Euan Mackintosh
- Date of birth: 6 September 1985 (age 39)
- Place of birth: Inverness

Rugby union career

Amateur team(s)
- Years: Team / Apps / (Points)
- Highland RFC /  / (0)

= Euan Mackintosh =

Euan Mackintosh is a Rugby Coach. He is backs and skills coach for Toshiba Brave Lupus in the Japanese League One. He was the skills coach and assistant coach for the New Zealand All Blacks Sevens. Before coaching in New Zealand Euan was the Assistant coach for Case Rugby St Etienne in France.

== Biography ==
Mackintosh first played rugby at Highland Rugby Club and was on the team at university in Edinburgh where he was studying physical education.

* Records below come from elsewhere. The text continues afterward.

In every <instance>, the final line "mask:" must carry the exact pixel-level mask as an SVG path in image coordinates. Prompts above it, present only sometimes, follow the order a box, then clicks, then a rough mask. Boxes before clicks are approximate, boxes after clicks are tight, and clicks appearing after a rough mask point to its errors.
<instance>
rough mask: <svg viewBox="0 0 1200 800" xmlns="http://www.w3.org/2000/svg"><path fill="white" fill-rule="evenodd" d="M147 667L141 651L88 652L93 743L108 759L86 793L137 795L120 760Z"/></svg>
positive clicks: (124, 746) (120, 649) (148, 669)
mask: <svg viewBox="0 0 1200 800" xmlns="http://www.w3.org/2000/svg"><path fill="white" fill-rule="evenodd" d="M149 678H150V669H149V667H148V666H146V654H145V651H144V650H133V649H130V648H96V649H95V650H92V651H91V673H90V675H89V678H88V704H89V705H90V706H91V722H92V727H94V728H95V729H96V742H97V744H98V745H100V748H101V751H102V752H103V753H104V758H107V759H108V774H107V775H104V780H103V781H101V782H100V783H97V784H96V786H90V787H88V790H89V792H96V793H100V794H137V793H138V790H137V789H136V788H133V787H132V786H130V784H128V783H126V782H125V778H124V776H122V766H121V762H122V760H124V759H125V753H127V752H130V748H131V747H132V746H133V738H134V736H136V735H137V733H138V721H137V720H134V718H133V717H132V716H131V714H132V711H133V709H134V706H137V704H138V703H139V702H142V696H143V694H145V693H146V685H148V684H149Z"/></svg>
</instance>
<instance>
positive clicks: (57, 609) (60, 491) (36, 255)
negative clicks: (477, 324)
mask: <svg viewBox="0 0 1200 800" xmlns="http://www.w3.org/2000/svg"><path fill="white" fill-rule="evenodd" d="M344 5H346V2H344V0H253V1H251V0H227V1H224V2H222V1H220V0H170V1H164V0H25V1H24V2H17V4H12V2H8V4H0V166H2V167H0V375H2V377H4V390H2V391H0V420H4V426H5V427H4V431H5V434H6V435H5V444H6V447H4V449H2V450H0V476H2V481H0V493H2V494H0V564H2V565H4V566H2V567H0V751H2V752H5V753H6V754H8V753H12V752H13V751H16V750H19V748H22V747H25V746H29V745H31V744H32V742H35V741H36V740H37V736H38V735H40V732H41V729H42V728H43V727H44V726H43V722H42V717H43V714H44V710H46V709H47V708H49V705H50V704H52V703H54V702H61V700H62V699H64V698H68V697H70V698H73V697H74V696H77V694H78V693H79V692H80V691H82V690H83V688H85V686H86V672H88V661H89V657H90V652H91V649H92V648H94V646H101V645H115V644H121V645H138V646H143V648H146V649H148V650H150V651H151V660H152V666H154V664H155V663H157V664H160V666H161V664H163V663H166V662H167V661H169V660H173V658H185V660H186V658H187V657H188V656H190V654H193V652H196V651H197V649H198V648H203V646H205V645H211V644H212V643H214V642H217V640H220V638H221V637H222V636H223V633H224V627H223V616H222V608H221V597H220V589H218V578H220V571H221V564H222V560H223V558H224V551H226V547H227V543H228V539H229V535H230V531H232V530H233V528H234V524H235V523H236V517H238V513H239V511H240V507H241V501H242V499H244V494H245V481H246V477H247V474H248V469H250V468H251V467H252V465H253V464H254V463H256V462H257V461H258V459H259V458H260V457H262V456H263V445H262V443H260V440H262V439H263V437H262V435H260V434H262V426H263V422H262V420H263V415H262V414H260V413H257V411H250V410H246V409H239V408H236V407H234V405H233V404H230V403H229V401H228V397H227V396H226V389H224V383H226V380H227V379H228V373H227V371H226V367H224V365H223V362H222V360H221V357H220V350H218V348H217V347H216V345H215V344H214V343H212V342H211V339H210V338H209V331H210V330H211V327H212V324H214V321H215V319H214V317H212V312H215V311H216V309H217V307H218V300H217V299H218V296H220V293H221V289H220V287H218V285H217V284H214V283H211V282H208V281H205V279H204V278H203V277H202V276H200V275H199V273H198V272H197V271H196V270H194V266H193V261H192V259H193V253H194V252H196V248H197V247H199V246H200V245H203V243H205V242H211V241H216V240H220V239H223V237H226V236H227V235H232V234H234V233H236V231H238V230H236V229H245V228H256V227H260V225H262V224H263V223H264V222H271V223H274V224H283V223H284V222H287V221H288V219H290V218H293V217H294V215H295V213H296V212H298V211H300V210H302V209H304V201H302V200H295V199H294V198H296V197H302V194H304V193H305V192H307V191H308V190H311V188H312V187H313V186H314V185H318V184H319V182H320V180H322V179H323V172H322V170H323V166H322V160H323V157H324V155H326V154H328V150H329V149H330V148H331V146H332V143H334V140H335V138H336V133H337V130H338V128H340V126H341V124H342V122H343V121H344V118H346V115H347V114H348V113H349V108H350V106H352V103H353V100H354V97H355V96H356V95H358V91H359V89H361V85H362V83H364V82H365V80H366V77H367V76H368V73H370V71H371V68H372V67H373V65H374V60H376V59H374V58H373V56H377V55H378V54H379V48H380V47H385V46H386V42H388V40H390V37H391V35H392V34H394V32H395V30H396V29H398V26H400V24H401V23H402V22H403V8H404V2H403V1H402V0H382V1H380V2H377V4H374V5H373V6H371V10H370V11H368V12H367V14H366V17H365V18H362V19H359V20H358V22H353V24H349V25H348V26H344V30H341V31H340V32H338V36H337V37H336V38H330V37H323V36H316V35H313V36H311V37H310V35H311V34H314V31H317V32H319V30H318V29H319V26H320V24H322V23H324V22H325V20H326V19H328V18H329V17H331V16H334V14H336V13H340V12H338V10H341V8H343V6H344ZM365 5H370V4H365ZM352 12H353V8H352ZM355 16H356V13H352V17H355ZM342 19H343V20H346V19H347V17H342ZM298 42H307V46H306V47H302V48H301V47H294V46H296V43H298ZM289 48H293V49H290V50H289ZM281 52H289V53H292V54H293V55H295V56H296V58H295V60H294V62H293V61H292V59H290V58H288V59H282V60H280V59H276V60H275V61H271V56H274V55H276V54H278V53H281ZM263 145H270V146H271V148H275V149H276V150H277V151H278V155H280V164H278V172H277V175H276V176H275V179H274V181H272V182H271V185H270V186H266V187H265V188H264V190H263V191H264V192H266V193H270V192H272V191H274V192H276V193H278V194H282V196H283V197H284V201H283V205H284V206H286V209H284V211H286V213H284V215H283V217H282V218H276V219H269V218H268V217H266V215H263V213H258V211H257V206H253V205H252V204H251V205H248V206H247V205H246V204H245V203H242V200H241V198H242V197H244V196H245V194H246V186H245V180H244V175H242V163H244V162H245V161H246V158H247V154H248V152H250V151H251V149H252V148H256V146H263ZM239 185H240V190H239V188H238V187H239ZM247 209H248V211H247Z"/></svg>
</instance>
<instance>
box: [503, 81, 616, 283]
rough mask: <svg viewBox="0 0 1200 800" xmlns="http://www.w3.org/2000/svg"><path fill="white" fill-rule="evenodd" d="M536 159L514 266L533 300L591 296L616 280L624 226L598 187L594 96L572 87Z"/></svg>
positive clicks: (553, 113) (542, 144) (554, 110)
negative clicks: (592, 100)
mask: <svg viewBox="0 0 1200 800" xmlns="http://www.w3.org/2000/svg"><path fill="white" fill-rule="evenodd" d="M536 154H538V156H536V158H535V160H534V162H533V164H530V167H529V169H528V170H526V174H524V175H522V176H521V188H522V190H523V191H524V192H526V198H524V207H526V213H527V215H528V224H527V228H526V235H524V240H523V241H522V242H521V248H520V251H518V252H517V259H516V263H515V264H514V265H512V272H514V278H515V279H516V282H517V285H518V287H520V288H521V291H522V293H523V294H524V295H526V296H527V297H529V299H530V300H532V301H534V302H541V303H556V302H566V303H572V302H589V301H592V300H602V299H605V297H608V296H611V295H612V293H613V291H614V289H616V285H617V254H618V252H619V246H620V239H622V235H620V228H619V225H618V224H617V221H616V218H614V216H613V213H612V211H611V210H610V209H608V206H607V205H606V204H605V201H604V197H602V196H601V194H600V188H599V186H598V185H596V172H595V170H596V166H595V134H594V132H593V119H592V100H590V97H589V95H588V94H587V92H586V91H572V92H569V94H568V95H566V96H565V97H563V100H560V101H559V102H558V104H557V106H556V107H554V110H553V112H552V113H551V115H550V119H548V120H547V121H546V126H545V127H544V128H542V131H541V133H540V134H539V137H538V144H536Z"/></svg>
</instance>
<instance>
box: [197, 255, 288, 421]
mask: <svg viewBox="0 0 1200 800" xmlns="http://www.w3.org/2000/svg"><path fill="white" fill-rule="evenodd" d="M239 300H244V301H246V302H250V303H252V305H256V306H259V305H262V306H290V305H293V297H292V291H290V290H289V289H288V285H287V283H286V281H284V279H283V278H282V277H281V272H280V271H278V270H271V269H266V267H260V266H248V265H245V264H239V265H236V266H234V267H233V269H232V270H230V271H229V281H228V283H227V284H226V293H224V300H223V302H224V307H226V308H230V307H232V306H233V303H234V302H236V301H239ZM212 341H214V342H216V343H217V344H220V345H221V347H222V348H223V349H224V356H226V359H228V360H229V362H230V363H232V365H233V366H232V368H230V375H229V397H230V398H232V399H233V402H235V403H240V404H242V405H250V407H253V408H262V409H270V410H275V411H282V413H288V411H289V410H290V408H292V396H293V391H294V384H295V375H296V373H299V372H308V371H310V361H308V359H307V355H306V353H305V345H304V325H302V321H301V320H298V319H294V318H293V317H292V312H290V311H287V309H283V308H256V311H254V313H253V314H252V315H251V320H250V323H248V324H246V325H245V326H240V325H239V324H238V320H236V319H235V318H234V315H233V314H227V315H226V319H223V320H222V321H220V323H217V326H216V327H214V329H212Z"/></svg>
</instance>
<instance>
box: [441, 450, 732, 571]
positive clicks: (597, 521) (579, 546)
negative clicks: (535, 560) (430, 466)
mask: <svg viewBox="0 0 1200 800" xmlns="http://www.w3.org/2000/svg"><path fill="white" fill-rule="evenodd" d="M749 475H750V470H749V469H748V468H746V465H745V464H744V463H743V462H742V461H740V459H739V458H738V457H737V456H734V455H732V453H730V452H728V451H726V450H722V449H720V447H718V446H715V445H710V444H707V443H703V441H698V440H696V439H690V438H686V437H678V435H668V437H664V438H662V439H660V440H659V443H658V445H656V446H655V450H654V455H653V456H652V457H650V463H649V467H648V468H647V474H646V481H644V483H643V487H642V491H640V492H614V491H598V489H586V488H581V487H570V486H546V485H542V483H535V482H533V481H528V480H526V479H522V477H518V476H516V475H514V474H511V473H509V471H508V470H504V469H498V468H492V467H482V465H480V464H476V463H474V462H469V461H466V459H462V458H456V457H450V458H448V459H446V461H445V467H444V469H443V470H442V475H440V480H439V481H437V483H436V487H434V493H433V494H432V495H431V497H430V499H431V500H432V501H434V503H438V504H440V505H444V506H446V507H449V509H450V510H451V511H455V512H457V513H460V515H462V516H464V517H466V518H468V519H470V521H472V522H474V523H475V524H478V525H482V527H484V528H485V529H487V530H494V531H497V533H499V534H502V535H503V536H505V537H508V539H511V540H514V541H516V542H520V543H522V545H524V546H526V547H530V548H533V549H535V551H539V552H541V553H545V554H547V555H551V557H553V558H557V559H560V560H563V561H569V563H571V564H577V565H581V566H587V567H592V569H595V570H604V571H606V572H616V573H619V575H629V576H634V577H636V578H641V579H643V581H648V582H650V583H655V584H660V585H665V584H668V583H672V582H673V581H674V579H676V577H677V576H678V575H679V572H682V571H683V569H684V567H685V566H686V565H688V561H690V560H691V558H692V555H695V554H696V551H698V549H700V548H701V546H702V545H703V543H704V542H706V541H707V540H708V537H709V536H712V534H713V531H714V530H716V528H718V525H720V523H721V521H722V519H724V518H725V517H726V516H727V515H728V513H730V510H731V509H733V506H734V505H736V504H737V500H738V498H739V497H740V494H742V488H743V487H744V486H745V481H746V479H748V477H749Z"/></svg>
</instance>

He played rugby in New Zealand before going to Australia in 2008. He then played for a semi professional rugby club in France. He began his coaching career at Saint-Étienne.

Mackintosh moved to New Zealand, where he coached at Tauranga Sports Rugby Club in Bay of Plenty. He coached in their Sevens Programme and helped the Under-19s to a national championship.

Mackintosh was appointed as head coach of China's women's national rugby sevens team in 2020 and helped them qualify for their first Olympics. They finished in seventh place.